In Steven Soderbergh‘s The Limey, Nicky Katt‘s “Stacy” delivered an improvised bad-attitude riff while he and Joe Dallesandro watched a TV show being shot. “Why don’t they make shows about people’s daily lives?,” Katt said. “That you’d be interested in watching, y’know? Sick Old Man or Skinny Little Weakling. Big Fat Guy…wouldn’t you watch a show called Big Fat Guy? I’d watch that fucking show.”


(l. to r.) Blaze director/cowriter Ethan Hawke, Ben Dickey, Alia Shawkat during Sundance Film Festival press conference.

That was 18 and 1/2 years ago, which was kinda lucky in a way because today you’re not allowed to say “big fat guy” in a movie as this would constitute fat-shaming, and anyone deemed guilty of writing or saying this would be eternally banished from the film industry and forced to move to somewhere in the hinterland to work in fast food.

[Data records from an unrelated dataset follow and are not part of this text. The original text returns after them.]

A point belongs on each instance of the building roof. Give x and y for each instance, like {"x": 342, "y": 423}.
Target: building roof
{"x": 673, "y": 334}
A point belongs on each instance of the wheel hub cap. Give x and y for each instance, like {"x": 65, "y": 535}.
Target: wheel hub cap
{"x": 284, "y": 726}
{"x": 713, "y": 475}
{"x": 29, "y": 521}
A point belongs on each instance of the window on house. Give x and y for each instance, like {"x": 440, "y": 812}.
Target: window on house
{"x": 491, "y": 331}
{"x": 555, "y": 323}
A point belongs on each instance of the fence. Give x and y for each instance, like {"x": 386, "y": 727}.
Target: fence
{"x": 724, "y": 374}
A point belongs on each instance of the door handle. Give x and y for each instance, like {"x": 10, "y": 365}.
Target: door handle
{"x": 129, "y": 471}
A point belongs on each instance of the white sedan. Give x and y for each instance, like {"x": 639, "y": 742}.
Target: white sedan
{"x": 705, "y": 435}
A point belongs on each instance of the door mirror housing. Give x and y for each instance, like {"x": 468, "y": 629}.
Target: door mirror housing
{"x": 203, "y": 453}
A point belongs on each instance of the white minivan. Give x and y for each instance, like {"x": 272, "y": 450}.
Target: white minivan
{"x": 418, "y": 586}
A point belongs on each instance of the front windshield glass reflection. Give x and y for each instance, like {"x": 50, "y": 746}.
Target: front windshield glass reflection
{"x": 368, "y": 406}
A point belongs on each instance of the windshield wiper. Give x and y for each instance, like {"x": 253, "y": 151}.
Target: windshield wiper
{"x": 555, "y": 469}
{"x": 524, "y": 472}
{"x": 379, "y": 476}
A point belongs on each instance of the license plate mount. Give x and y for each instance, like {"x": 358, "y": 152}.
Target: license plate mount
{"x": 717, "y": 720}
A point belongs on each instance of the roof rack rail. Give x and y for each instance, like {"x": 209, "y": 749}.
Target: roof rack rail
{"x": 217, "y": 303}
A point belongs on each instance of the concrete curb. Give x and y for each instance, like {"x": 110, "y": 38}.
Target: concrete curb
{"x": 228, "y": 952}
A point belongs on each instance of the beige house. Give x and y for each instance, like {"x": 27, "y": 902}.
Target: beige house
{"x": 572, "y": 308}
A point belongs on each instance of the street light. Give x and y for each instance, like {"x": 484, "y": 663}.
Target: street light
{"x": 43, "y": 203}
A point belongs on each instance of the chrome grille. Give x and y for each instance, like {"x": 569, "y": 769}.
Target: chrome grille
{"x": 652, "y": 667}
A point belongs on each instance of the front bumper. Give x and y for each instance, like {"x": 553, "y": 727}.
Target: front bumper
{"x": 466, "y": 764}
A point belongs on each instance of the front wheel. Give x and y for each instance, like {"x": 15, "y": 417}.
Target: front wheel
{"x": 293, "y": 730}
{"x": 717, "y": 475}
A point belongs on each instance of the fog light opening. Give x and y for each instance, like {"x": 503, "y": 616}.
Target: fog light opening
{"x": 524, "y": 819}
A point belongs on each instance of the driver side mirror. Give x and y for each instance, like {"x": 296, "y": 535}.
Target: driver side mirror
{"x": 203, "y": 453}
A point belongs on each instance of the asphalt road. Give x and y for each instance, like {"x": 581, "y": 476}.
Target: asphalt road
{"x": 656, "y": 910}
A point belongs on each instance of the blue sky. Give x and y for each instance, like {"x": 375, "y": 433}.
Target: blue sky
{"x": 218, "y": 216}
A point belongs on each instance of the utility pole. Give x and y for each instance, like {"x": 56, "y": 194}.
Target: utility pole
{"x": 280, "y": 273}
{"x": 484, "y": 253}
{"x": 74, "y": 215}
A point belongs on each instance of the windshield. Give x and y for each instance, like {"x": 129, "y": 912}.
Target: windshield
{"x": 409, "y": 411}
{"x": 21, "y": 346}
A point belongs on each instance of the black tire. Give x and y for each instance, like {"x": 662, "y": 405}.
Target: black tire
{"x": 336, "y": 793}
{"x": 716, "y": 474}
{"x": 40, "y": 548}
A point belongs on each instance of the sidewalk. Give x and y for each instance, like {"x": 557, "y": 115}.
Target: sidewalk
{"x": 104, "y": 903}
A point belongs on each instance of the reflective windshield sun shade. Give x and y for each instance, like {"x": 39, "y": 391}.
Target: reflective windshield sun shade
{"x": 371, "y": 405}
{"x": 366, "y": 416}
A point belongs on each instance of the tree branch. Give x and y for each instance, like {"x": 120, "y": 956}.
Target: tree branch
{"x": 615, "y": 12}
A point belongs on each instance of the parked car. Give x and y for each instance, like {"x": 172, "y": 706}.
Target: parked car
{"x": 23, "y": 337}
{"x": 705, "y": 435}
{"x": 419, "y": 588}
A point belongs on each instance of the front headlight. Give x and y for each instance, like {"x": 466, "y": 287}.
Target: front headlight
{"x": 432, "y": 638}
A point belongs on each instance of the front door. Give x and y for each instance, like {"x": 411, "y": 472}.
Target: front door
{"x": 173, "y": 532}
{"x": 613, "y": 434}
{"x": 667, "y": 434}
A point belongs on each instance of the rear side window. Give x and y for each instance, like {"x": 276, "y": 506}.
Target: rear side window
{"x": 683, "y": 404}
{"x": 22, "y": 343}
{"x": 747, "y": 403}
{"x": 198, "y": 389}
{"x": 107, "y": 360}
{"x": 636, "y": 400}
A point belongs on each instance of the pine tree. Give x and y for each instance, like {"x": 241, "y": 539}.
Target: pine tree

Nonetheless the ideal actor to play Big Fat Guy finally turned up in Park City last week — Ben Dickey, who plays country-soul singer and songwriter Blaze Foley in Ethan Hawke‘s Blaze.

Last night Dickey won a Special Jury Award prize for Achievement in Acting, and so he’s on the map for a short period. Dickey isn’t John Candy in Planes, Trains and Automobiles but he’s definitely a galumph, and he’s tall and lumbering and exdues that sittin’-on-the-front-porch country charm without breakin’ a sweat. His performance as the unsung Blaze Foley (here’s my review) is relaxed and winning and settled down. Dickey also played Jim East, a calorically-challenged friend of legendary lawman Pat Garrett (Ethan Hawke), in Vincent D’Onofrio‘s The Kid so he’s not some flash in the pan.

If anyone has a script out there for a series called Big Fat Guy, now is the time to strike. Dickey doesn’t have a Wikipedia page but contact him somehow and propose a package.

Hollywood Elsewhere’s idea for Big Fat Guy would be a riff on the old Beverly Hillbillies series. Dickey would play himself — a fat guy from Louisiana who likes to live near “trees” (as he told Variety‘s Kris Tapley in a 1.27 interview/q & a but moves to Beverly Hills after he becomes a surprise success in (let’s change it around) a dumbshit, low-budget comedy a la the Ernest movies of the ’80s. Dickey is suddenly a “brand”-level star, but he has no use for the bullshit social shenanigans of the film industry and therein lies the conflict and the humor.

Dickey is the real thing, to go by the Tapley interview. He calls his girlfriend “my sweetheart,” which tells you he’s probably a conservative traditionalist with little use for the currently trendy, politically correct “woke” liberalism that was celebrated in Park City last night. Nonetheless, he’s the hot new thing for the next….oh, 96 hours or so. Okay, a week. He’ll be a topic of conversation until Sunday, February 4th.